This British designer paired the whimsical with the macabre: creating a tidal wave within the fashion community and solidifying his place as one of the most influential artists of our time. Lee Alexander McQueen was born March 17, 1969 to a humble family in East London. As a boy, he quickly found himself making dresses for his sisters at a young age, and almost immediately declared he would be a fashion designer. Once he was in his teens he quickly found his way into apprenticeships with the tailors on London’s Savile Row. After his experience as a tailor, he then started working with costume designers at world-famous shop, Angels, which supplied many television, theater, and film sets with pieces.
Some of McQueen’s tailoring clients included Prince Charles and Mikhail Gorbachev, which garnered him quite the reputation throughout England.
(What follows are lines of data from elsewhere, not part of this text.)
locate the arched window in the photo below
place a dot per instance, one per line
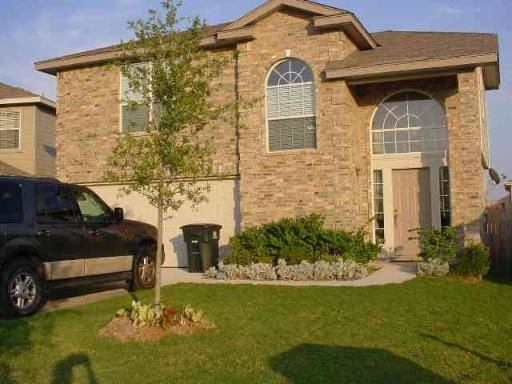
(408, 122)
(291, 106)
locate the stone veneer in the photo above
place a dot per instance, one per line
(88, 112)
(333, 179)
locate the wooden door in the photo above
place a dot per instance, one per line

He was quickly persuaded by the Head of the Department at Central Saint Martins College of Art and Design to obtain a masters in fashion where he met Isabelle Blow.
Isabella inspired McQueen to pursue fashion design, and to change his name to just Alexander McQueen. After his first jaunt in creating a line of clothing, he met Katy England, who would serve as his second-hand opinion, even helping him hone in on his signature style for many years. He also started getting attention of musicians, making David Bowie a Union Jack suit and the costume for Bjork’s album cover, Homogenic.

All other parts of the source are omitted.